To retain your best employees, identify them, communicate with them, and find out what makes them leave. In so doing, you’ll find how to make them stay.
Retention of trained employees has been a problem since they wrote the old song, “How You Gonna Keep’Em Down on the Farm,” but these days, it’s a particularly acute issue.
The reasons: Retiring baby boomers are about to leave the workforce in droves, with not enough trained younger workers to fill all their spots. Plus there’s intense competition for talent, due to the confluence of an improving economy and a scarcity of certain highly skilled workers.
With all this tumult, it was no surprise that on recent BLR and other surveys, retention showed up as the second most critical HR issue, right behind perennial front-runner, compliance with government regulations. After all, what’s the point of keeping a company running legally if the key people aren’t there to run it?
Fortunately, the HR community has begun to address the retention issue in a major way. And the consensus view emerging sees these as effective retention strategies:
–Identification. First, look around your organization and choose the jobs and the people who really make things go. The two are not always synonymous. Sometimes a long-term employee in a noncritical job is a natural leader who inspires others. Such people are not easily replaced.
Then, say experts like Mark Murphy and Andrea-Burgio-Murphy, authors of The Deadly Sins of Employee Retention, understand that while treating all employees alike is a nice ideal, you’ve got to be willing to extend yourself in special ways to those most critically needed.

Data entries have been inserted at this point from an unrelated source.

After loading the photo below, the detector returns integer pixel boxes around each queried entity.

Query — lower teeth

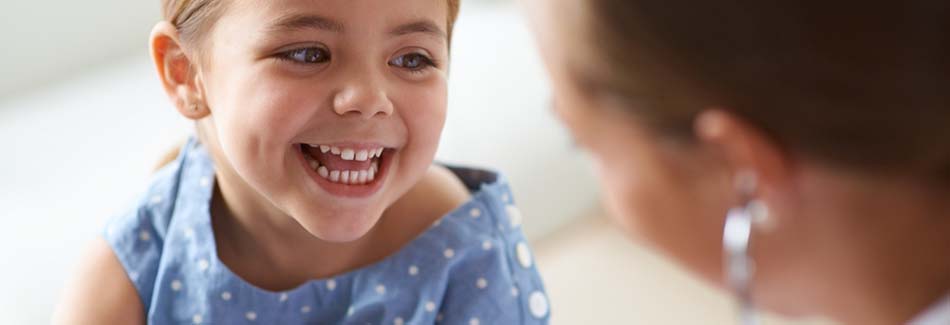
[306,156,379,185]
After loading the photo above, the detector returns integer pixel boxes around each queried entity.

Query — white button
[516,242,532,269]
[528,291,548,318]
[505,205,523,228]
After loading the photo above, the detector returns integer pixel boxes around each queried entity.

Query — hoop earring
[722,173,764,325]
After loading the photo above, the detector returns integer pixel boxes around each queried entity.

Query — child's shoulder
[103,141,214,308]
[388,166,549,324]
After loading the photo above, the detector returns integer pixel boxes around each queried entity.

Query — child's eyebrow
[389,19,447,38]
[267,14,343,33]
[267,14,447,38]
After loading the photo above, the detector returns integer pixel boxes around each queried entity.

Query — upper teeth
[310,144,385,161]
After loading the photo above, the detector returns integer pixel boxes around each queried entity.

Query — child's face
[201,0,448,241]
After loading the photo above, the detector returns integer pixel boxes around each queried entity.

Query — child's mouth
[297,144,394,197]
[300,144,385,185]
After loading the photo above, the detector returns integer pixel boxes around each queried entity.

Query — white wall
[0,0,160,101]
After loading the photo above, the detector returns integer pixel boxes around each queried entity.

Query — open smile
[296,143,396,197]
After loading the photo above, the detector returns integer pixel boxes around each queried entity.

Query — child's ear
[149,21,211,120]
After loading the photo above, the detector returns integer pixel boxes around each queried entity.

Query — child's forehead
[228,0,448,32]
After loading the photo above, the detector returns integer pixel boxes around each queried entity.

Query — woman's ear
[149,21,211,120]
[694,109,794,195]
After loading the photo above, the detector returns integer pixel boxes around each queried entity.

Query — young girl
[56,0,549,324]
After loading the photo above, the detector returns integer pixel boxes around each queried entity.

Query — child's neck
[211,178,382,291]
[211,167,469,291]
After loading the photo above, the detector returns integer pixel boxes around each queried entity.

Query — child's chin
[297,214,379,243]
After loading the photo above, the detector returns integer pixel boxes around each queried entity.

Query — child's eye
[389,53,435,71]
[278,47,330,64]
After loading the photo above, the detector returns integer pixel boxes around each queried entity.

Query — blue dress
[105,139,550,325]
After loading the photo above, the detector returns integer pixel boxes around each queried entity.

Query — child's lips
[298,144,395,197]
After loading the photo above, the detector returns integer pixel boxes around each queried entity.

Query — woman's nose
[333,81,393,119]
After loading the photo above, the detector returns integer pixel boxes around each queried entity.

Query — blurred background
[0,0,828,324]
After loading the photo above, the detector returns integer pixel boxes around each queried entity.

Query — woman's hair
[584,0,950,183]
[162,0,459,48]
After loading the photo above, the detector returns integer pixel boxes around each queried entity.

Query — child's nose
[333,84,393,119]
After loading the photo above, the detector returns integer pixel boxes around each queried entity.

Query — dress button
[515,242,532,269]
[528,291,548,318]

Communication- The Murphys, and others, recommend that your managers hold frequent one-on-one meetings with key personnel. Meetings that Dick Finnegan of Talentkeepers in Maitland, Florida, calls “stay interviews,” as opposed to exit interviews. Ask the employees what they like most about the job and what troubles them, even if the problem seems beyond the supervisor’s control.

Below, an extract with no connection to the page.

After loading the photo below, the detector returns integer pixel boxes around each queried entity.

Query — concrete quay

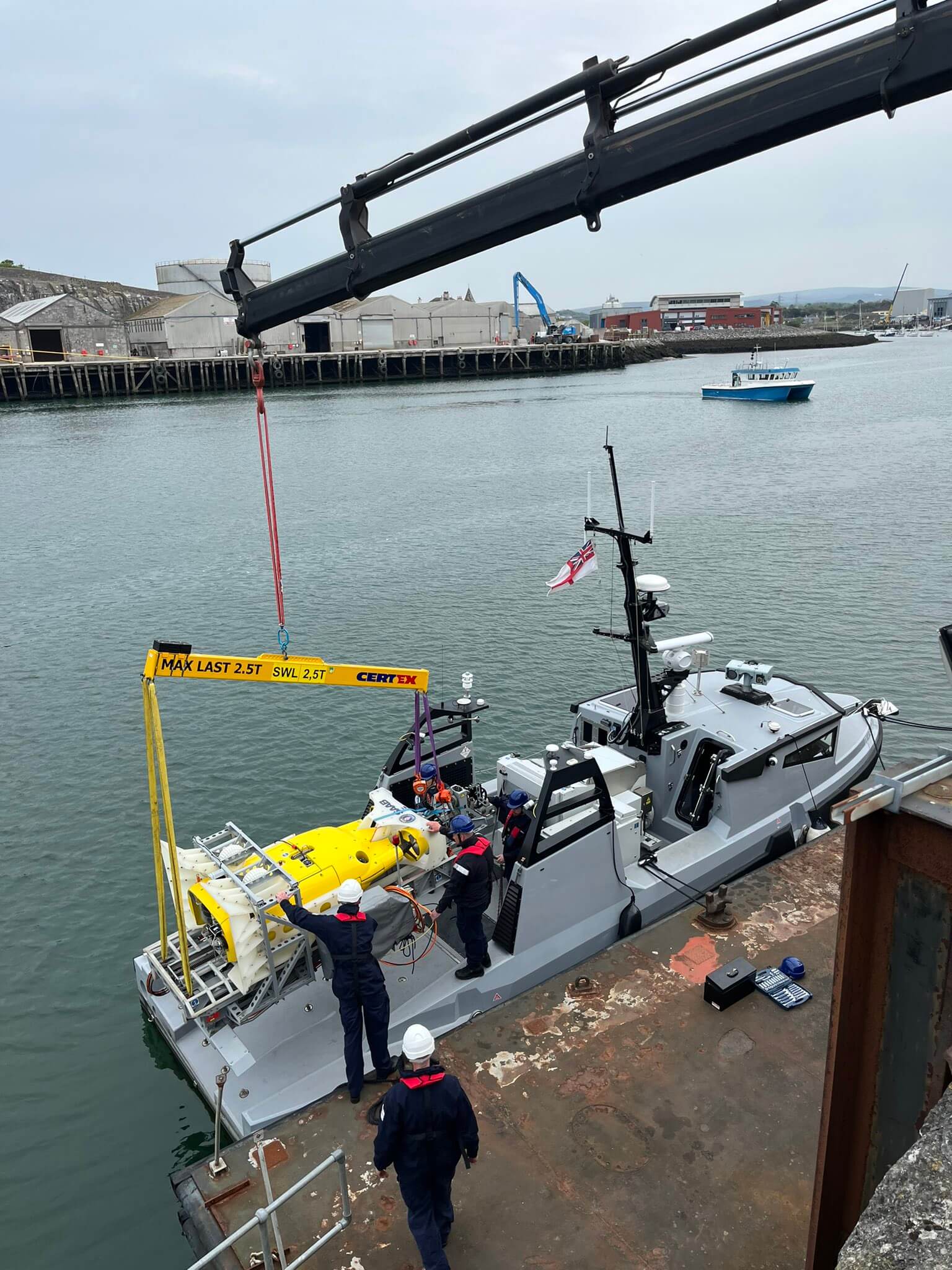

Tell the employee, “I’ve written down what you’ve said and I promise every reasonable effort will be made to make these things happen,” Finnegan continues. “In exchange, I ask you to commit to immediately tell me if you ever consider looking for another job.”

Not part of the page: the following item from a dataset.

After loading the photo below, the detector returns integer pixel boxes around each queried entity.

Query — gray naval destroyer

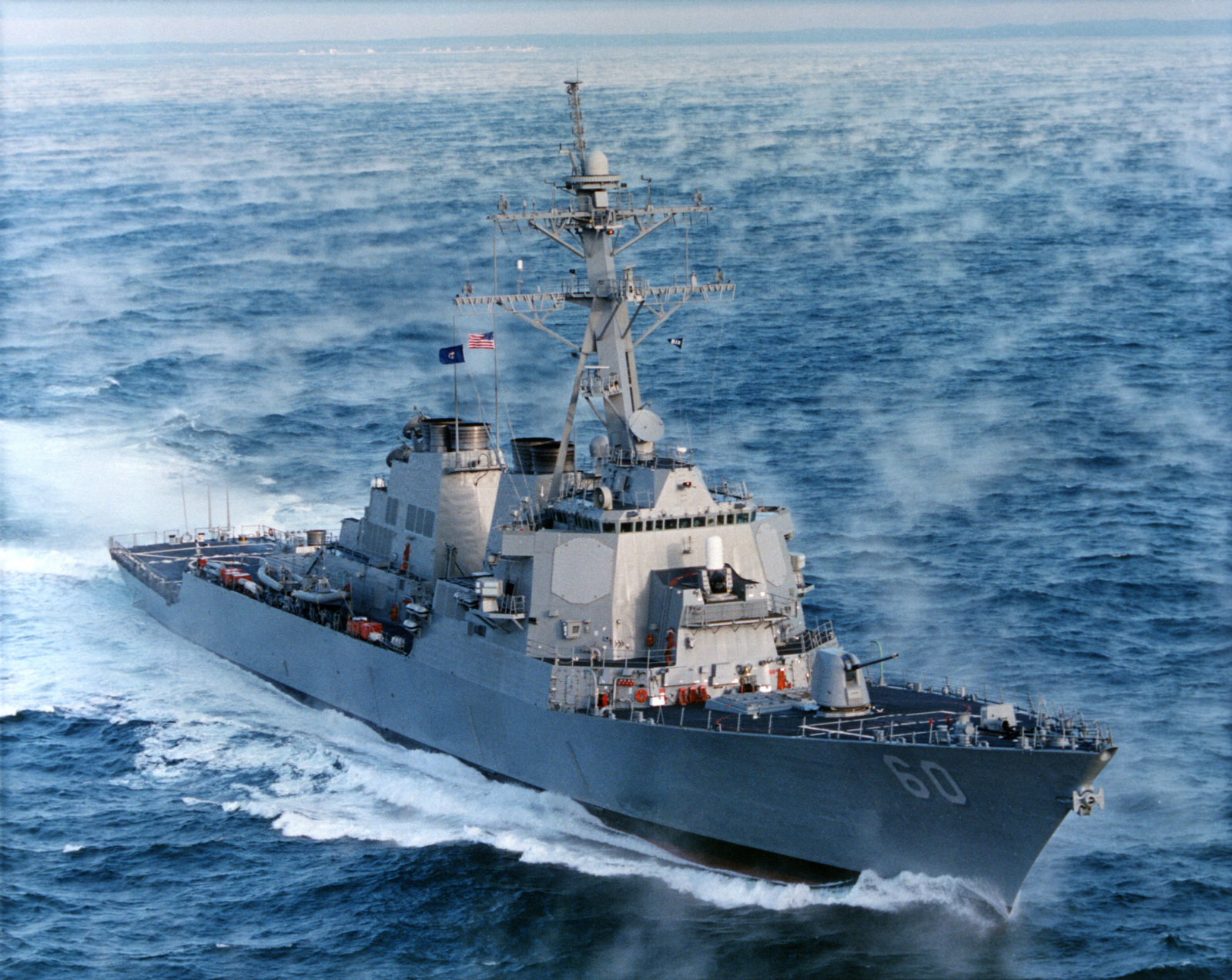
[111,82,1116,908]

What issues will such meetings likely uncover? Surprisingly, money doesn’t rank high on the list: Here’s what does:
–Quality of Supervision. This includes unclear expectations of what the job entails, supervisory failure to carry out promises, and general lack of recognition from all levels of management.
–Underutilization of Talent/Lack of Opportunity. Top performers like to use all their abilities, even beyond their usual job descriptions, and to have room to grow on the job. Take those opportunities away, and you’ll likely find them taken away by competitors.
–Perceived Lack of Fair Treatment, as compared with others, at the same or a similar level.
–Difficult Working Conditions. This usually comes up in connection with physically demanding or stiflingly boring labor. The antidote: job rotation to more comfortable conditions, every few hours if need be. Employers should also be flexible about time off.
–Lack of Trust in the Company’s Direction. Translation: If the crew feels the ship is starting to list, expect them to scurry to the lifeboats.
“Look for the ‘shoves’ and ‘tugs’ in your workplace,” say the Murphys, referring to factors that provoke, and prevent, leaving. “And take whatever action makes the situation better for high-performing employees.”